Critics’ Picks

Steven Shearer, The Collector’s Visit, 2019, oil on canvas, artist frame, 22 x 19 3/8".

Steven Shearer, The Collector’s Visit, 2019, oil on canvas, artist frame, 22 x 19 3/8".


Steven Shearer

Galerie Eva Presenhuber | Waldmannstrasse
Waldmannstrasse 6
September 4–October 16, 2021

A portrait is always a paradox of power. The depicted and the depictor; embedded Ozymandias truth or propagandistic lies. Much recent figurative painting has sought, admirably but with some obviousness, to invert and destroy the genre’s entrenched hierarchies.
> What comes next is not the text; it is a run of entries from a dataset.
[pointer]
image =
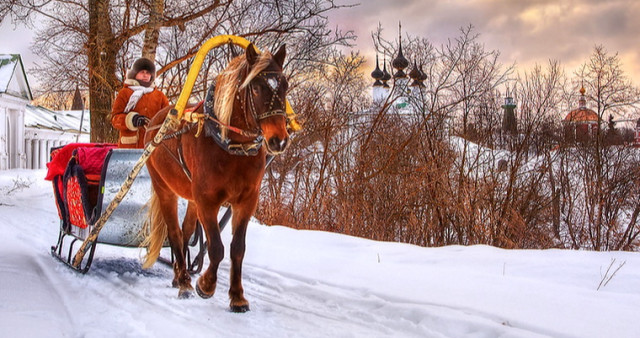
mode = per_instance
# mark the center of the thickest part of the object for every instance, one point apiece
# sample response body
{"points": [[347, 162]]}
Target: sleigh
{"points": [[85, 178]]}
More subtle is Steven Shearer’s examination of portraiture through the lens of those who construct and consume it. The fourteen oils on view in “Working from Life” each depict a solitary artist, collector, or classical bust. They are layered in their prisms of lurid color emanating like gemstone fire and in the dynamics of power they assess and knowingly inhabit. In the exhibition’s titular painting, 2018, an intense closely cropped face, with Pete Davidson eyes and pillowy lips, is crossed by a brush touching canvas. The viewer is thrust into a sitting, intimate but unrequested. The Collector’s Visit, 2019, shifts to the artist’s perspective, the tight face and sideways stare signaling elitist discernment and dom desire. Sharing the portrait is the upper part of a small sculpted figure, perhaps a new acquisition, fingers wrapped neatly around its neck. In these pictures, Shearer invites one into a system of usage and exploitation as well as one of admiration, passion, and support. His earlier works, with their fanboy interest in 1970s stars and long-haired bandmates, long flirted with the erotics of homosociality. In his painted treatises on the contradictions and allurement of male power in the art game he sensuously confronts all positions in a pyramid of privilege. It reminds of a too oft-repeated quote by Oscar Wilde about sex.